Dolar (USD)
35.18
Euro (EUR)
36.53
Gram Altın
2966.40
BIST 100
9724.5
02:17 İMSAK'A
KALAN SÜRE
13 May 2023

Makus talih

Olmamalıydı ama bir kez daha olanlar oldu.

Siyaset kurumu zaten yeteri kadar yıpranmış, güvenilirliği toplumun tüm kesimlerinde alt seviyelerde itibar görüyorken bu yapılmamalıydı.

Secim atmosferine renk katan, duruşu ile özellikle genç seçmenlerden olumlu puan alan Muharrem hoca seçime saatler kala adaylıktan çekilmeye zorlanmamalıydı.

Kimlerin baskısı ile gerçekleşti bu olay önümüzdeki günlerde daha net olarak öğreneceğiz.

Sanırım buda her taşın altından çıkan masa altındakilerinin ürünü.

Başlangıçta altılı olarak kurdurulan masanın asıl unsurlarından birincisi PKK ikincisi ise FETÖ.

Bu gerekliği artık cümle âlem biliyor çünkü sağır sultan bile duydu.

Hal böyle olunca insan ister istemez bel altı her bir vuruşta masanın bu gizli ortaklarından şüphe ediyor.

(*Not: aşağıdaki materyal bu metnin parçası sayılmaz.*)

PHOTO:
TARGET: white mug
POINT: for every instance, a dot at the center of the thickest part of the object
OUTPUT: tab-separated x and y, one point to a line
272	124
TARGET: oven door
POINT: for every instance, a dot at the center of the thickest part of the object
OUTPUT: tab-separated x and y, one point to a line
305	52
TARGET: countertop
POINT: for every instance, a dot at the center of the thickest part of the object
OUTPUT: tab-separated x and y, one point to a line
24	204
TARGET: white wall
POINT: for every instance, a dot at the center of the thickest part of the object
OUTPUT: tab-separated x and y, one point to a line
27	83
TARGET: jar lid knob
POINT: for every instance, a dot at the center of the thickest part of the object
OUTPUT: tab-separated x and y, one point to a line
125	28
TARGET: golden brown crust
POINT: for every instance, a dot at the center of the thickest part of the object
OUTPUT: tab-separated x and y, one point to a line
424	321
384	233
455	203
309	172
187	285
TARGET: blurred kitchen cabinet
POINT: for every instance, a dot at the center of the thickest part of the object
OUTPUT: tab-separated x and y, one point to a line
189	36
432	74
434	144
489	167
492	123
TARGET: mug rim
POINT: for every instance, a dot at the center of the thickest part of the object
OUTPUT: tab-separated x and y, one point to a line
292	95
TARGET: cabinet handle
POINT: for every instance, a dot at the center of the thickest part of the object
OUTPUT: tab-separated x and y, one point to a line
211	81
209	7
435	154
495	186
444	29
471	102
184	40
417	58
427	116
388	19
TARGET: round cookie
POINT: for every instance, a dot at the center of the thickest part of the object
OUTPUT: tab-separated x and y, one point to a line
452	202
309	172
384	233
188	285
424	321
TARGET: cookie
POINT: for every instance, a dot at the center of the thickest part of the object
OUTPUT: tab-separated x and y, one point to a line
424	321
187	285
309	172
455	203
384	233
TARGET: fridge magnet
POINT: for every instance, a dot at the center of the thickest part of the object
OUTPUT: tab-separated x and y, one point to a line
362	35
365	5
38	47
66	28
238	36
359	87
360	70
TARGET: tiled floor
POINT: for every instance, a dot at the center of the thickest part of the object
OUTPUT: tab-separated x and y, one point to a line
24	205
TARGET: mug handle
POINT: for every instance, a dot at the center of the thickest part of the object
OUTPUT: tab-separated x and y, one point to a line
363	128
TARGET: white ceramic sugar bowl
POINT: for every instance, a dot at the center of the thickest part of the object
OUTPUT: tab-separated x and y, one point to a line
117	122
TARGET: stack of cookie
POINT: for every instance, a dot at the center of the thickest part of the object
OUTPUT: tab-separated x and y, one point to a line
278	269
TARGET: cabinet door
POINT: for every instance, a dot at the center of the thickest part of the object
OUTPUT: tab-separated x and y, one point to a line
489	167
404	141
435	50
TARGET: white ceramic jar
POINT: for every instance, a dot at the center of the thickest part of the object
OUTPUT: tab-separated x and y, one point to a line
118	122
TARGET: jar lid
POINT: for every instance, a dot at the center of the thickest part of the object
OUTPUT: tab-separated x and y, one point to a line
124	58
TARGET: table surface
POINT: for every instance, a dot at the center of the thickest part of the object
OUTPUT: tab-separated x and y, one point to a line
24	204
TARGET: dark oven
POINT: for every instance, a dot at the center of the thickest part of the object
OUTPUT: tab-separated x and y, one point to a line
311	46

Bir yılı aşkın süredir her ay toplanıp havanda su döven masa sakinleri seçim günü belli oluncaya kadar bu garip eylemleri ile ülke gündemini işgal etti.

14 mayıs Pazar günü seçimlerin yapılmasına karar verildiğinde masada görülen sakinlerin etekleri tutuştu ve olanlar olmaya başladı.

Dedeye verilen görevlerden bir tanesi de ne olursa olsun masayı dağıtmaması olunca art arda yaşanılan garabetler silsilesini bizzat yaşayarak görmeye başladık ve hala da görmeye devam ediyoruz.

Önce 3 mart büyük krizi patlak verdi.

Malum süreçte yaşananlara birlikte şahit olduk.

Can ciğer kuzu sarması görüntülü masa sakinlerinin kendi aralarında ne büyük sorunlar varmış öğrendik ve not aldık.

Ablamız ,kapalı kapılar arkasında çevrilen dolapları tüm ayrıntıları ile net bir şekilde açıkladı ve ben bu oyun içindeki oyunda yokum der demez üzerine öyle bir saldırı başlatıldı ki, aman Allah’ım.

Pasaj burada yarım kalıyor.